The random witterings of Jonathan Morris, writer.

Wednesday, 4 November 2009

Should I Laugh Or Cry

Please, television critics, could you stop using the phrase ‘canned laughter’. I beg you. I implore you. I down-upon-my-knees you.

No comedy shows use canned laughter. It hasn’t been used anywhere since the 1970s (except, apparently, on one recent BBC 3 comedy I shall not name).

What you’re complaining about isn’t ‘canned laughter’. It’s the sound of a live studio audience. Which can be intrusive, it can be over-enthusiastic. But it isn’t canned.
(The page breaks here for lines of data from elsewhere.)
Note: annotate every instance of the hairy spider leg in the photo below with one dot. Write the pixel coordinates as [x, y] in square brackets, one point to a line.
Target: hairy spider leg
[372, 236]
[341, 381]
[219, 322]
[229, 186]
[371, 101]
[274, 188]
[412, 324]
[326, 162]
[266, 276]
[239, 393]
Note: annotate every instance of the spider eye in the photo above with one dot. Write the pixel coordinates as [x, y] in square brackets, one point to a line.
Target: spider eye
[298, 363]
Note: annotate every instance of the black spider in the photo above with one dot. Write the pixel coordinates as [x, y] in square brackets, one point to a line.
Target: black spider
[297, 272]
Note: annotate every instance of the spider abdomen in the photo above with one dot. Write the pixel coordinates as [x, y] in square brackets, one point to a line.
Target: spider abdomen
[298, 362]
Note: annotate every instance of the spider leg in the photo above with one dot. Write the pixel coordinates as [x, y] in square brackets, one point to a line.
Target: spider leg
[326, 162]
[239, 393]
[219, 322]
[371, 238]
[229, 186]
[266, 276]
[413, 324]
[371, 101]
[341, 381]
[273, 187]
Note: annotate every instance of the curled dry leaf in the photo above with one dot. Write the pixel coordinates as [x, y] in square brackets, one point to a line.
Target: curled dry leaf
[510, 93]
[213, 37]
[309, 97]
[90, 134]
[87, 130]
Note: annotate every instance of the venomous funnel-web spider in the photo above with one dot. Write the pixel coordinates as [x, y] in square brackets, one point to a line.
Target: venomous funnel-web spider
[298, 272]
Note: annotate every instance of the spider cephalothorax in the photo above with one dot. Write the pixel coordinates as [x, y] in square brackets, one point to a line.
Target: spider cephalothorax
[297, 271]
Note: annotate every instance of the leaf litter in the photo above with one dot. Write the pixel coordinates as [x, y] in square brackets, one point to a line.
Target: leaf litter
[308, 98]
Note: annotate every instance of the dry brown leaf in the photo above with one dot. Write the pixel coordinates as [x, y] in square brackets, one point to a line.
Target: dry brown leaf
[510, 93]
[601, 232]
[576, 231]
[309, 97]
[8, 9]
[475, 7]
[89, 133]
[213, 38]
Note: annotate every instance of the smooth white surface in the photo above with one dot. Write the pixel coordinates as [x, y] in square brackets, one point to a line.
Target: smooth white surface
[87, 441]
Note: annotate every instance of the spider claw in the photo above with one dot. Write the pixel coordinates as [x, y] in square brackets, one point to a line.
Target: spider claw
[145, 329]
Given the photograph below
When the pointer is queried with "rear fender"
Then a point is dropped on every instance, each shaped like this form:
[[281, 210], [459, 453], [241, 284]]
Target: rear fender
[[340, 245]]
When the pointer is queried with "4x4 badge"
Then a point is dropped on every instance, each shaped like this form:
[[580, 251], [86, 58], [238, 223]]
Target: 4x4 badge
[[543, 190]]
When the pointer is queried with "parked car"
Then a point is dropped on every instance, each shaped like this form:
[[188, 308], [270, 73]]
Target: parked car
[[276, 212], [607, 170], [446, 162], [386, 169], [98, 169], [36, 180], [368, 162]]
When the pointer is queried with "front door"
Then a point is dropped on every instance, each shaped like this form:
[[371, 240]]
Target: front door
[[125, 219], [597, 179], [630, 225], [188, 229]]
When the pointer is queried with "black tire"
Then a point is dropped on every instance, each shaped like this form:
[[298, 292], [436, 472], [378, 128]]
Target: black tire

When a television critic talks about canned laughter, they’re betraying their massive ignorance. It’s like not knowing the difference between film and video. Or widescreen and full screen. Or actor and actress. It’s that straightforward, that simple. If critics aren’t capable of getting that right, then who knows what else they are misinformed about?

Some shows need laughter. Imagine QI without a studio audience – there’d be no-one for the comedians to play up to. Some comedy shows need laughter, because they’re telling big belly-laugh-out-loud jokes; others don’t, because they’re doing chuckle-inside beard-stroking wit. Horses for courses.

What critics are objecting to is disproportionate laughter. Which it might very well be. Studio audiences get over-excited, they laugh too much, they laugh in the wrong places, they laugh at the wrong things. The later episodes of Red Dwarf are ruined by an audience of ‘Dwarfers’ who don’t laugh at the jokes but applaud the continuity references.

There is an art to mixing audience laughter. It’s important to take off the laughter when the jokes don’t merit it. It’s important too that the audience should be mixed properly; not too tinny, not too harsh. Just like concert albums, you want some of the ambience of a live show, but not too much.

For more on this subject, I’ll hand you over to Graham Linehan.

1 comment:

  1. What definitely DOES happen, though, is that laughs by the same audience get moved around; say, to match the best take of a gag with the best laugh the gag got. That's not "canned laughter", but it's still cheating, in that you can never be sure that the laughter you hear is spontaneous and "true".

    I'm not entirely sure that critics really think that what we get now is the same as on Happy Days and Scooby-Doo; perhaps they're simply objecting to the artifice on principle? Maybe it's the very fact that the "disproportionate laughs" which should be there, sometimes aren't? Could be they'd argue that "canned laughter" was never rigidly defined, and that it's still as good a term as any for what they're moaning about?

    This, by the way, isn't necessarily me agreeing with them. But I always prefer my avocados devilled.